O Supremo Tribunal Federal (STF) decidiu que não é necessária a realização de licitação prévia para transferência de concessão ou do controle societário da concessionária de serviços públicos. Por maioria, na sessão virtual encerrada em 8/3, a Corte julgou improcedente a Ação Direta de Inconstitucionalidade (ADI) 2946, ajuizada pela Procuradoria-Geral da República (PGR).
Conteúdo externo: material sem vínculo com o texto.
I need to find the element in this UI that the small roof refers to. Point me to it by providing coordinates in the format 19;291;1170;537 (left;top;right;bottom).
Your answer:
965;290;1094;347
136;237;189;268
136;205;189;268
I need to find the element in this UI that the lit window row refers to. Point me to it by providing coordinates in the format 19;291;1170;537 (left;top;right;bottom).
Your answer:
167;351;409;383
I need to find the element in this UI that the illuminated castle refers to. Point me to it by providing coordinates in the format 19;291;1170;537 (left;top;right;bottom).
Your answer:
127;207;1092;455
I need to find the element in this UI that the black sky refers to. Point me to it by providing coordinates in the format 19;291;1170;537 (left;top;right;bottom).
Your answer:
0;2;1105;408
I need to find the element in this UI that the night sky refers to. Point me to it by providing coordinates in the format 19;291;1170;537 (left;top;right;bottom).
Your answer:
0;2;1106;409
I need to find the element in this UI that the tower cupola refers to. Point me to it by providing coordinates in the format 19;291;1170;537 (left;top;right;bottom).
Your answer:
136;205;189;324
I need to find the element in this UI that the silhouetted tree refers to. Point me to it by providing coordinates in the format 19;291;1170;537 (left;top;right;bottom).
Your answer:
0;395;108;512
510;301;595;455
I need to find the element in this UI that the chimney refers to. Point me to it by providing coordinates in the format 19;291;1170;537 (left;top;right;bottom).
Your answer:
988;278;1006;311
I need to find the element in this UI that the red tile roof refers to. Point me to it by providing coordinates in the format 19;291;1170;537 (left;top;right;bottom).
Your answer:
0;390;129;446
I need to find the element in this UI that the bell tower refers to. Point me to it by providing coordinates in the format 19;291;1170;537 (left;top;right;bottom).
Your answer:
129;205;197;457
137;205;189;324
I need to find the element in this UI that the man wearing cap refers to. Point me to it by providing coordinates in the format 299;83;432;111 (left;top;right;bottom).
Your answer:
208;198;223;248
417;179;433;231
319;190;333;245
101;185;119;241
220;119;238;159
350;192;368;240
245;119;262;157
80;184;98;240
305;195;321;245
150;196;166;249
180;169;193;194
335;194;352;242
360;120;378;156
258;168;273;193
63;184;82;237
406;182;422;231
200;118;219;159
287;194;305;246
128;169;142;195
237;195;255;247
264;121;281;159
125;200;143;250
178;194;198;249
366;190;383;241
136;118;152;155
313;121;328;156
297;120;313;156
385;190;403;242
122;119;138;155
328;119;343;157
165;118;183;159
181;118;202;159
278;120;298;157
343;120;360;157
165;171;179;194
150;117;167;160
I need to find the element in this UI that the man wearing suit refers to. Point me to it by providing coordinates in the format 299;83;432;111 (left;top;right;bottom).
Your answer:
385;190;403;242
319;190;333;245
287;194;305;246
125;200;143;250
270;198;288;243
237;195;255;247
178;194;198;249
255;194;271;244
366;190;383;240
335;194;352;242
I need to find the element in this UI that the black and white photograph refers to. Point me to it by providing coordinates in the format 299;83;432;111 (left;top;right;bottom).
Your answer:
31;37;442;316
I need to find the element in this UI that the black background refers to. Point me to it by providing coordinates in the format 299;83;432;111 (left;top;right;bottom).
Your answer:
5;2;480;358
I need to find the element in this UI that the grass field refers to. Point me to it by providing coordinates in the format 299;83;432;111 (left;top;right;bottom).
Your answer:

O caput do artigo 27 da Lei Geral de Concessões e Permissões (Lei 8.987/1995) estabelece que a transferência sem prévia anuência do poder concedente implicará a extinção da concessão. O parágrafo único prevê que, para a obtenção da anuência, o pretendente deverá atender às exigências de capacidade técnica, idoneidade financeira e regularidade jurídica e fiscal necessárias à assunção do serviço e comprometer-se a cumprir todas as cláusulas do contrato em vigor.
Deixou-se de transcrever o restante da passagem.